Mar 2, 2026
IC Prep in 2026: Where AI Actually Moves the Needle

The average IC memo typically runs 30 to 60 pages. Producing it is one of the most underestimated costs in the deal process.
Last month we looked at diligence, where AI leverage shows up first. The next question is what happens after, when it’s time for IC prep. That gap between the depth of analysis required and the infrastructure most firms have to produce it is one of the most expensive inefficiencies in private capital. It burns deal teams, misaligns partners, and slows decisions at exactly the moment speed matters most.
The Gap in Every Deal
Most AI tools are built for the top of the funnel: sourcing, screening, initial market research - IC prep is where AI adoption can stall.
PwC's benchmark testing found that manual IC memo synthesis takes around 15 hours per deal. AI implementation compresses that to four hours. The gap isn't marginal; it's 11 hours per memo that either compound or disappear.
The benefits are there for firms that have embedded AI into the right workflows. McKinsey's 2026 Global Private Markets Report found some GPs reporting productivity gains of 30–40% in analyst-intensive tasks and noted that leading firms are now reflecting AI directly in their IC materials, while most are still limited to lighthouse use cases.

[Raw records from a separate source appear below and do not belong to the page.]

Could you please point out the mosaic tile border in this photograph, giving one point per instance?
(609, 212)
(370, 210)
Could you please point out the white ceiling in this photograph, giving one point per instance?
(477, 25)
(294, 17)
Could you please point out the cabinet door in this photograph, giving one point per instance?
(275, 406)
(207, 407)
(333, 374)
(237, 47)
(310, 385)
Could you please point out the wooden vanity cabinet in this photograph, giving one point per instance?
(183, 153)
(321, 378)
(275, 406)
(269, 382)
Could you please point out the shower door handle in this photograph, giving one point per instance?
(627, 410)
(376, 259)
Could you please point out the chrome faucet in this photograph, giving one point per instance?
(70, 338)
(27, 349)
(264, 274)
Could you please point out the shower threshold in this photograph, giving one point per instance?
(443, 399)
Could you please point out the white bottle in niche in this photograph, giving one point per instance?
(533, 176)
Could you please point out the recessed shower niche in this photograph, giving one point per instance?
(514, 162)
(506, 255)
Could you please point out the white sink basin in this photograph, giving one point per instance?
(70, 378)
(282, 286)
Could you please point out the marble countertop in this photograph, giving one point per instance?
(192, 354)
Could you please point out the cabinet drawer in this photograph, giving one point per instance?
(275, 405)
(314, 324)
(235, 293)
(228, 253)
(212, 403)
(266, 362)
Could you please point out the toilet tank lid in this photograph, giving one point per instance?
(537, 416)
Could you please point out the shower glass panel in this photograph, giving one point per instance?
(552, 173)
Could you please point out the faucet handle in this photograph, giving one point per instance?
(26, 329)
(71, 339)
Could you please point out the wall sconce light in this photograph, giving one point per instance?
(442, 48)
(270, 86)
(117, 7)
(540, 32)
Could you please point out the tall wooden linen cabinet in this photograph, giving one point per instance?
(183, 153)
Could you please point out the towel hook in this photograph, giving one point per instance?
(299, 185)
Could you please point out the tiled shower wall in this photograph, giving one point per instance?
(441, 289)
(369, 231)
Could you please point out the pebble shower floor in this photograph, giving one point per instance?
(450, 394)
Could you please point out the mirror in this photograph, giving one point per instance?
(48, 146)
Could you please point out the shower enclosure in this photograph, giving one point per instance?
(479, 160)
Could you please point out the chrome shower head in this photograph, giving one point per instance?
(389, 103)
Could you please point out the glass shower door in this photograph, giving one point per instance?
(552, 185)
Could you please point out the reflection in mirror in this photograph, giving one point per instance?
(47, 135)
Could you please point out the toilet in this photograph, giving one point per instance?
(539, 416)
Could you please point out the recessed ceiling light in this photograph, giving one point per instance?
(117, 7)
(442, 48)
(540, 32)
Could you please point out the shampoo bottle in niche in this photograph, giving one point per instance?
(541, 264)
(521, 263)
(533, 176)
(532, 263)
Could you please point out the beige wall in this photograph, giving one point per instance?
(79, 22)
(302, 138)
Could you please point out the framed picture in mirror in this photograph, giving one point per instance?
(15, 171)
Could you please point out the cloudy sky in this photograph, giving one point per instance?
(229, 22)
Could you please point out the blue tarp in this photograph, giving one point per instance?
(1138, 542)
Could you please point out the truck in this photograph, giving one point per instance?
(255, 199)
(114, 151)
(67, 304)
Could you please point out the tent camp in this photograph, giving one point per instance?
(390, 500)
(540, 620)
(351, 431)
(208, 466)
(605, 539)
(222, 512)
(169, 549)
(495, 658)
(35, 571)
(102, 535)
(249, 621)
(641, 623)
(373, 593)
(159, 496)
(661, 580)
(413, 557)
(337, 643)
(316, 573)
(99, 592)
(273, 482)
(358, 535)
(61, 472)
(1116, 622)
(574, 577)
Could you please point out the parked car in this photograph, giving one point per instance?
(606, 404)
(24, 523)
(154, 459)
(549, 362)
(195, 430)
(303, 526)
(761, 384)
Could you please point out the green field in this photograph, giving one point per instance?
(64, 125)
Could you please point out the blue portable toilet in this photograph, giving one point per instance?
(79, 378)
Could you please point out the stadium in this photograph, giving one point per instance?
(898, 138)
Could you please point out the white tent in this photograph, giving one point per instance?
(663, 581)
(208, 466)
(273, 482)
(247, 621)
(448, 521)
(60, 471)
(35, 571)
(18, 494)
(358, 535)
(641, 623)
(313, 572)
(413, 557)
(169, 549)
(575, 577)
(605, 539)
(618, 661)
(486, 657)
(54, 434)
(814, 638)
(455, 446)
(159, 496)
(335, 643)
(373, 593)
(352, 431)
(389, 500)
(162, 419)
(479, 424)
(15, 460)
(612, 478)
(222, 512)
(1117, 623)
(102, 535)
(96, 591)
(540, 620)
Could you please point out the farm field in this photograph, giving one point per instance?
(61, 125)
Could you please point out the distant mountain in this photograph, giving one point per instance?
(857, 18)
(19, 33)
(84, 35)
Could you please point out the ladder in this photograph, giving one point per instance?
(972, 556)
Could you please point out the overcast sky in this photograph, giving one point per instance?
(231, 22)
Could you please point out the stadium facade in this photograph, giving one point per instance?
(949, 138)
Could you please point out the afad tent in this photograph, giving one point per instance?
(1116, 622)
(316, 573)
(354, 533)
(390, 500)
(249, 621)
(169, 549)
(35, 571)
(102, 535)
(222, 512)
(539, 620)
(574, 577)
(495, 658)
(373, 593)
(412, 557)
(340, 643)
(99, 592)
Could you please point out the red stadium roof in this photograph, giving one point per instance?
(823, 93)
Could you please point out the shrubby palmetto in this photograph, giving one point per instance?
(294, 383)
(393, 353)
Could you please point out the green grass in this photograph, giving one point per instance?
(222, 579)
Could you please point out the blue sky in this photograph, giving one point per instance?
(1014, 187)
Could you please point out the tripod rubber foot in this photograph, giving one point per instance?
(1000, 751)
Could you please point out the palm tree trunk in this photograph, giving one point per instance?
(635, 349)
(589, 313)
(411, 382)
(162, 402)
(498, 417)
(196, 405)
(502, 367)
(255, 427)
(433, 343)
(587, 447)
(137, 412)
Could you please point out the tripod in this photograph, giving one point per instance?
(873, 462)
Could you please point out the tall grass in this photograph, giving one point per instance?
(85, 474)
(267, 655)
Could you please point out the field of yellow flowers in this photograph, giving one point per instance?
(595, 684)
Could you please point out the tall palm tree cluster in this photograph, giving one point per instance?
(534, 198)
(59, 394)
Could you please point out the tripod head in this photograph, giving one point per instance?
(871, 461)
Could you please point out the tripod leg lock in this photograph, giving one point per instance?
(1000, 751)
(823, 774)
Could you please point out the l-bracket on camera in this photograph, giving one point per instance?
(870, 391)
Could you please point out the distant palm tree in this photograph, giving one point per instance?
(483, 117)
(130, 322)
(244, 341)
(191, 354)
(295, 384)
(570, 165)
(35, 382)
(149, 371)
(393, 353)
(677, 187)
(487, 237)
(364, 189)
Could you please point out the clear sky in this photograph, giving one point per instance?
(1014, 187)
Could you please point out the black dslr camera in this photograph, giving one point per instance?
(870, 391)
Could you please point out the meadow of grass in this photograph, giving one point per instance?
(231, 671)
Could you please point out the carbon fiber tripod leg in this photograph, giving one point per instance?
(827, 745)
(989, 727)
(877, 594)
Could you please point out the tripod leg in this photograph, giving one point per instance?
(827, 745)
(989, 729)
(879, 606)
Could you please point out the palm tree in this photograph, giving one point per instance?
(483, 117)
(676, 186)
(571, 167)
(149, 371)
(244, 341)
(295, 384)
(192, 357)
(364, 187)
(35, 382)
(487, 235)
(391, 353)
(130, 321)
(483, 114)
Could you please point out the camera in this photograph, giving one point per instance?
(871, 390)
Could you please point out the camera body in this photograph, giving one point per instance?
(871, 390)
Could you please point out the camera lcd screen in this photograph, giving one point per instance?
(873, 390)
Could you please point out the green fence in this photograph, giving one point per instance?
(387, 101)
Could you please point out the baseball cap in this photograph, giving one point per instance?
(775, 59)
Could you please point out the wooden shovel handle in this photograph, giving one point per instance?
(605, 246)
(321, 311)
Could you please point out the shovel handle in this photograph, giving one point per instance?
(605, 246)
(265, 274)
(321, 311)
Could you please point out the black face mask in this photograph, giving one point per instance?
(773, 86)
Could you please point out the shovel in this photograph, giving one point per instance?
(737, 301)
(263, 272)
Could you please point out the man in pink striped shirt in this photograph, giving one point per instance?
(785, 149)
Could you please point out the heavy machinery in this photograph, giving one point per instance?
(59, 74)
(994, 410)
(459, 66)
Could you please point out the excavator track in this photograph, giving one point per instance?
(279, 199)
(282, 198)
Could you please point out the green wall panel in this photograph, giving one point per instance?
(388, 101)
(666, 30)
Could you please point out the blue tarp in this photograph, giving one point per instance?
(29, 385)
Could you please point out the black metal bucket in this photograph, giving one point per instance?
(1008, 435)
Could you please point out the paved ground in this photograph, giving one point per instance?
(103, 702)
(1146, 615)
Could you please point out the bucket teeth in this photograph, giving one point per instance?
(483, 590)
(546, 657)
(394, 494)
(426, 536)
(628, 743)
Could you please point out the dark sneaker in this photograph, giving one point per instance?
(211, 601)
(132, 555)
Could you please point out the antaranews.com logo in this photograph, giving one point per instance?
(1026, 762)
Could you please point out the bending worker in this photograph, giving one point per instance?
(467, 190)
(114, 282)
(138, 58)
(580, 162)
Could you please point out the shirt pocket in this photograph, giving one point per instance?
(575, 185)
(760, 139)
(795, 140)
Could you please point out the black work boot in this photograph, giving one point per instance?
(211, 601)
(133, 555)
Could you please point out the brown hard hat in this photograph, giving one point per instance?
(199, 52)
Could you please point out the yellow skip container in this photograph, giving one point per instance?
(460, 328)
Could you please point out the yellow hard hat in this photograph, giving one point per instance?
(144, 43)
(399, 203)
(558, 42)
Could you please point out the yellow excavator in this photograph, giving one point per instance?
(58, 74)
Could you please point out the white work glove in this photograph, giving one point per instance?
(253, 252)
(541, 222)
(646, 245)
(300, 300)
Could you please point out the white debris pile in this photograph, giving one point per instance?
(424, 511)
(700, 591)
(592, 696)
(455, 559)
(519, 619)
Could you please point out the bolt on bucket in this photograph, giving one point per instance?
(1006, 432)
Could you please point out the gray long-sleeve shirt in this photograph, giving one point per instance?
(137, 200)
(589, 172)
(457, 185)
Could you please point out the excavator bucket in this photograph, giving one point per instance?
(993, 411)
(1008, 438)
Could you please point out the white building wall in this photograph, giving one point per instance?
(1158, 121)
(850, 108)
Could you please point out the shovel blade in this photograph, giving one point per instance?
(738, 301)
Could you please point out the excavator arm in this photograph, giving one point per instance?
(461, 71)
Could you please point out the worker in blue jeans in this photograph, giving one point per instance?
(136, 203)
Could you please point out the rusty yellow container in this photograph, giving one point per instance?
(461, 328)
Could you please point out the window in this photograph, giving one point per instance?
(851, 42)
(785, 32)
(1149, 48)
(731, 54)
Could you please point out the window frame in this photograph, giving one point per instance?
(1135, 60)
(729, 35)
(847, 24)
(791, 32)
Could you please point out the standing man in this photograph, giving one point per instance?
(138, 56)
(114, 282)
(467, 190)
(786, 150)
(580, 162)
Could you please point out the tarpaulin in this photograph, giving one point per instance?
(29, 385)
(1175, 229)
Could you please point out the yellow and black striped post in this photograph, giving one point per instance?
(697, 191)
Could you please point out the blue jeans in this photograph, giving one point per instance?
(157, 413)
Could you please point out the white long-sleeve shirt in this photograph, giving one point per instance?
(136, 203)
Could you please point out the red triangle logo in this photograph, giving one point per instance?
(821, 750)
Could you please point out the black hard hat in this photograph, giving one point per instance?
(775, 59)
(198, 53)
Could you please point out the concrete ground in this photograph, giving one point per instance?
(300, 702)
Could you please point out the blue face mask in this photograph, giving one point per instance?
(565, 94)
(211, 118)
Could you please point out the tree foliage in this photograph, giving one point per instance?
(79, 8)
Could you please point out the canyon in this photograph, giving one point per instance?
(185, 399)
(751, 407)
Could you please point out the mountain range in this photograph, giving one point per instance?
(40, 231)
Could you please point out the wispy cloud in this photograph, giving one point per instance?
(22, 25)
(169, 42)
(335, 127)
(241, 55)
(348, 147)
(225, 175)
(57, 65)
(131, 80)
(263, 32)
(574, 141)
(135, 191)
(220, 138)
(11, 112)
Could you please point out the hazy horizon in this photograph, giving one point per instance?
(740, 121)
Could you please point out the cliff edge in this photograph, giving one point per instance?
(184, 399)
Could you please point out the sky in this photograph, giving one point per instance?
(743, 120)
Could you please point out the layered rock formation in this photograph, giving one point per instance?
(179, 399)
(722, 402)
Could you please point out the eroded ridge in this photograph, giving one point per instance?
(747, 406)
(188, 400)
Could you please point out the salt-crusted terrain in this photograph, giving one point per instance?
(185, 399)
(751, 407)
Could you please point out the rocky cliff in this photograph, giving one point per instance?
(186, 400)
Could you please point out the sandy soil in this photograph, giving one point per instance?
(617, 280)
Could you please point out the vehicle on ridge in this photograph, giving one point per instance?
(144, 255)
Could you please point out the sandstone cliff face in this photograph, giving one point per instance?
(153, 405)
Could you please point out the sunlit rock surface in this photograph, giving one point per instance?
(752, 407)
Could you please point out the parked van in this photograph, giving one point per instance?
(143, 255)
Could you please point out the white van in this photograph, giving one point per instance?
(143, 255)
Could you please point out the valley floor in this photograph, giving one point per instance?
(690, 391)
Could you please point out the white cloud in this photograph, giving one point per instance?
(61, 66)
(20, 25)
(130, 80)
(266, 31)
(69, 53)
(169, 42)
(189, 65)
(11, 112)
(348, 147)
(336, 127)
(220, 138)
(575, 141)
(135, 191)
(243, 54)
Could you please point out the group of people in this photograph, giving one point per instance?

Bain's 2026 Global PE Report argues that returns must now come from operational performance, not leverage or multiple expansion - deals now require 10-12% annual EBITDA growth to generate a 2.5x return, versus 5% a decade ago.
The bar for IC has moved with it since the room now expects a pre-vetted value creation plan, not just a diligence pack. The cost of walking in underprepared has never been higher.
What's Actually Being Lost
When IC prep runs long, the costs compound: teams lose capacity for the next deal, partners who aren't aligned extend or reconvene the meeting, and context from prior diligence goes unsurfaced, meaning the same analyses get repeated.
In our conversations with funds, they say the work usually exists somewhere. An analyst flagged customer concentration risk on a comparable deal 18 months ago. A sector note from a previous process maps directly onto the target's market dynamics. A prior IC memo wrestled with the same question about management team depth. Under time pressure, across fragmented systems, none of it surfaces.
The result: analyses get repeated. Questions get asked twice. Deal history insights don't make it into the room.
IC prep isn't just a speed problem. It's a context problem.
This is what we built Capsa's IC workflows around. Not faster memo formatting, but the harder problem: making sure the context your firm has already built actually makes it into the memo and into the room.
That means generating pre-IC materials - company overview, market analysis, investment considerations - in a fraction of the time it takes manually. It means checking memo consistency against best practice frameworks before the document reaches the committee. And it means real-time search across your firm's connected stack, so the sector note from last year and the comparable deal your team diligenced a long time ago are findable in minutes, not buried.
The firms walking into IC with the fullest context aren't working harder. They have better infrastructure.
One Thing to Do This Week
Before your next IC, note how many hours go to finding and reformatting work that already exists. That's the number worth fixing.